Epistemic Arrogance

It ain't what you don't know that gets you into trouble. It's what you know for sure that just ain't so.
--Mark Twain

When someone makes a statement like "I'm too busy to do X" or "I don't have time to do X" what they're really saying "I've chosen to not make X a priority in my life."

Long time Casual Kitchen readers know this already. In fact, readers--especially those familiar with various other articles here on excuse-making--might go even further and say that these statements say even more: something along the lines of "I've chosen to not make X a priority in my life, and my ego wants to protect me from true responsibility for this choice, so it concocted an authoritative-sounding statement about my not having time."

Thus we can see this genre of excuse scripts for what it is: an interesting mix of virtue-signalling (I'm busy! I've got a lot going on!) and passivity (I don't have time so it's not my fault!) all rolled into one quick sentence.

Okay. Now, imagine if you were talking to someone and they made one of the following two scripts:

1) You know, I really should cook some of CK's laughably cheap and easy recipes, but I don't have time.

2) I ought to open up a brokerage account and start learning how to invest, but I'm just too busy.

Further, imagine that instead of smiling and nodding and changing the subject like a normal person, you went full autist on that person and actually told them what they were really saying:

"You know, when I hear that pitiful excuse for an excuse, I hear a interesting mixture of passivity and virtue-signalling. Your ego is getting off on feeling busy, while at the same time it disavows agency in making an important and helpful change in your life."

Assuming the person doesn't slap you, most likely they'd instantly disagree. They'd completely deny they were being passive, they'd deny they were disavowing their agency. And certainly they'd deny they were virtue-signalling. After all, nobody ever thinks they're virtue-signalling when they virtue-signal. It's circular like that.

In other words, people don't really understand their own minds, and they often don't understand the full meaning of what they're saying.

A quick tangent before I go any further. Yes, I know, it is possible for someone to literally not have time to do something. It's not always an excuse. Note, however, that the more fragile our egos are, the more desperately we want this to be true in our case! What's also deeply interesting about verbal scripts like these is how quickly and autonomically our brain spits them out, and how little we really know about the various implicit and explicit assumptions underlying those statements.

And now, finally, two-thirds of the way through this post, we get to the concept of epistemic arrogance.

We "know" we don't have time to do something. And yet by virtue of the way our ego structures this very statement, it cannot be true. Yet we really think we know! We declare it, we state it, and we vigorously defend against it if somebody questions it. We don't doubt ourselves for a second.

That is what epistemic arrogance is in a nutshell. It's knowing we know when we really don't know.

Now, wouldn't it be interesting to take the excuse scripts above and "un-know" them, and articulate the exact opposite instead?

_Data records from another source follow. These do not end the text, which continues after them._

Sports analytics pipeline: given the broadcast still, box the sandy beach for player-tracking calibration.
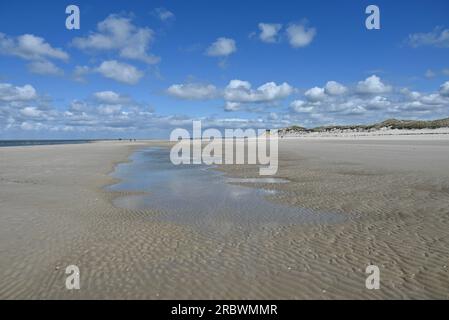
[0,135,449,299]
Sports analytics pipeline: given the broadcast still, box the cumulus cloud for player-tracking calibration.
[28,60,64,76]
[0,83,37,101]
[224,80,293,103]
[357,75,391,94]
[324,81,347,96]
[259,23,282,43]
[72,14,160,64]
[290,100,313,113]
[153,8,175,22]
[224,101,241,112]
[94,91,130,104]
[206,37,237,57]
[440,81,449,97]
[72,66,91,82]
[167,83,217,100]
[287,24,316,48]
[424,69,437,79]
[304,87,326,101]
[95,60,143,84]
[289,76,449,126]
[0,33,69,61]
[406,27,449,48]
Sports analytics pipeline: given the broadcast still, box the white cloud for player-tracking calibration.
[73,14,160,64]
[167,83,217,100]
[440,81,449,97]
[259,23,282,43]
[28,60,64,76]
[0,33,69,61]
[287,24,316,48]
[153,8,175,22]
[224,80,293,103]
[424,69,436,79]
[72,66,91,82]
[357,75,391,94]
[94,91,129,104]
[206,37,237,57]
[304,87,326,101]
[20,107,42,118]
[324,81,347,96]
[290,100,314,113]
[95,60,143,84]
[224,101,241,111]
[0,83,37,101]
[407,27,449,48]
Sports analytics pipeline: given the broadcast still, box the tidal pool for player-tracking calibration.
[108,148,342,232]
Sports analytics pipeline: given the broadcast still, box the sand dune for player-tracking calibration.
[0,137,449,299]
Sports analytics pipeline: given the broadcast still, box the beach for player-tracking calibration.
[0,135,449,299]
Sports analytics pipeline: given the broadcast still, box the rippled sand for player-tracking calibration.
[0,138,449,299]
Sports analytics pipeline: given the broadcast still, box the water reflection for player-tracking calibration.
[108,148,340,231]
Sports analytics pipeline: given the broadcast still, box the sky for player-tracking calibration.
[0,0,449,139]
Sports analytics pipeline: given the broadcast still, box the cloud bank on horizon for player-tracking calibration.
[0,1,449,139]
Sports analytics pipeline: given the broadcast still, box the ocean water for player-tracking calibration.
[108,148,341,232]
[0,140,92,147]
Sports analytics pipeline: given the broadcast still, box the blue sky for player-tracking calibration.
[0,0,449,139]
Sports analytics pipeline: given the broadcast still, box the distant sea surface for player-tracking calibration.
[0,140,92,147]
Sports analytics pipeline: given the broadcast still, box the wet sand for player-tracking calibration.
[0,136,449,299]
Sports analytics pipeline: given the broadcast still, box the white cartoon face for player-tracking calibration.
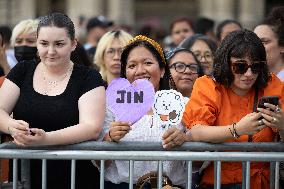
[153,90,185,127]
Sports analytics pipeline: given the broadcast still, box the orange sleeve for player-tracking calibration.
[0,76,5,87]
[183,76,221,129]
[263,74,284,109]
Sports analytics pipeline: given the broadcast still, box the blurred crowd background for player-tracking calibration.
[0,0,284,44]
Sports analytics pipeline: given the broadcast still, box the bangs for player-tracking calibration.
[231,39,266,61]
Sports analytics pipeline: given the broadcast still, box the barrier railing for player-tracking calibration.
[0,142,284,189]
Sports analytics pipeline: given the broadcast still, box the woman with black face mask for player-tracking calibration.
[11,19,39,62]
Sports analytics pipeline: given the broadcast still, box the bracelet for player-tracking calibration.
[8,127,12,135]
[229,123,240,139]
[108,131,115,142]
[233,123,240,138]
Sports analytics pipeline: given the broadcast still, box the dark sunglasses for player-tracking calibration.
[232,60,265,74]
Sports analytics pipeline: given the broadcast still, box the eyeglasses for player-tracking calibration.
[105,48,122,58]
[232,60,265,74]
[170,62,198,74]
[194,52,213,62]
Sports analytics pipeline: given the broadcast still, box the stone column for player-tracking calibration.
[239,0,265,29]
[66,0,104,21]
[198,0,235,24]
[106,0,135,25]
[0,0,36,27]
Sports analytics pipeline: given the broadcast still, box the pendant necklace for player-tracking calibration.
[42,64,73,95]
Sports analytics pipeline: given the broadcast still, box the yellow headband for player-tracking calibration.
[126,35,167,65]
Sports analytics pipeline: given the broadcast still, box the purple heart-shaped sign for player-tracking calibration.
[106,78,155,123]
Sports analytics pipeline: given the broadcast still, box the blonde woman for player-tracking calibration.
[94,30,132,84]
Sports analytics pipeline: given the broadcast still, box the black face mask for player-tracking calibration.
[14,46,37,62]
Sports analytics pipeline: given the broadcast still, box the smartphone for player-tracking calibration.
[258,96,279,108]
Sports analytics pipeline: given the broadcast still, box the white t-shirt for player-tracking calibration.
[101,115,186,186]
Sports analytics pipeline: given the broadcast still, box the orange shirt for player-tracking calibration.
[0,76,5,87]
[183,75,284,189]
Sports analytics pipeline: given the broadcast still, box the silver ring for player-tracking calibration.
[258,119,263,125]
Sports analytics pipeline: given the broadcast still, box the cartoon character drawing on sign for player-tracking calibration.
[153,89,185,128]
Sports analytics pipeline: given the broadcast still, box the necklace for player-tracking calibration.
[42,64,73,95]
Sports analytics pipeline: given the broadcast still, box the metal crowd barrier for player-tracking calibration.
[0,142,284,189]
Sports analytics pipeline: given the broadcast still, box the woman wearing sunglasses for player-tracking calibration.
[183,30,284,189]
[166,48,203,98]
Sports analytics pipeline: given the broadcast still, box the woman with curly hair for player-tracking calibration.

If only to see what it feels like?

1) I have time to cook some of CK's laughably cheap and easy recipes.
2) I am not too busy to open up a brokerage account and start learning how to invest.

Hmmmmm. Interesting.

Of course, these are epistemically arrogant statements too! You don't know that these statements are true either... that is, until you attempt them and succeed or fail. But note: there are substantial elements of self-fulfilling prophecy in both the negative statements and the affirmative statements, isn't there? Which makes it pretty obvious which sets of statements are worth stating, and which aren't.

READ NEXT: Expediency and Treadmill Effects


Melissa said...

This post is such a good example of why I have followed you for so long. Great stuff here!

Daniel said...

Thanks so much Melissa! Grateful to hear it.